My partner is a landlord and I have to review rental applications and we've determined that his apartments renting for $1900 a month cannot be afford by a family making $60,000 a year (there are single people who support only themselves, and single people with kids they have to support... not every family is a two-person income).
C.
09-27-2025 07:46 PM
@sapphyres-designer-jewellery wrote:$31 an hour is $60,000 a year. (Without overtime)
Don't forget the value of their relatively (especially lower middle income employment) juicy benefits package and penion plan.

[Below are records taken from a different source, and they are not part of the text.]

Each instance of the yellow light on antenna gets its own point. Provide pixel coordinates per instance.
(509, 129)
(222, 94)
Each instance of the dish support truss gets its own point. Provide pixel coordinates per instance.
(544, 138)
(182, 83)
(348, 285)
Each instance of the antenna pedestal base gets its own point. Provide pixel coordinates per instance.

FYI that $31 amount is a STARTING wage, employees who have been employed by CP for 2 years or less generaly 20 somethings.

09-27-2025 07:54 PM
@recped wrote:FYI that $31 amount is a STARTING wage, employees who have been employed by CP for 2 years or less generaly 20 somethings.
I'm getting the impression that $31/hr is more like the top of the wage range.
A lot of sites that I'm checking are giving figures more like $23-25 as averages or medians, depending on the position and the location.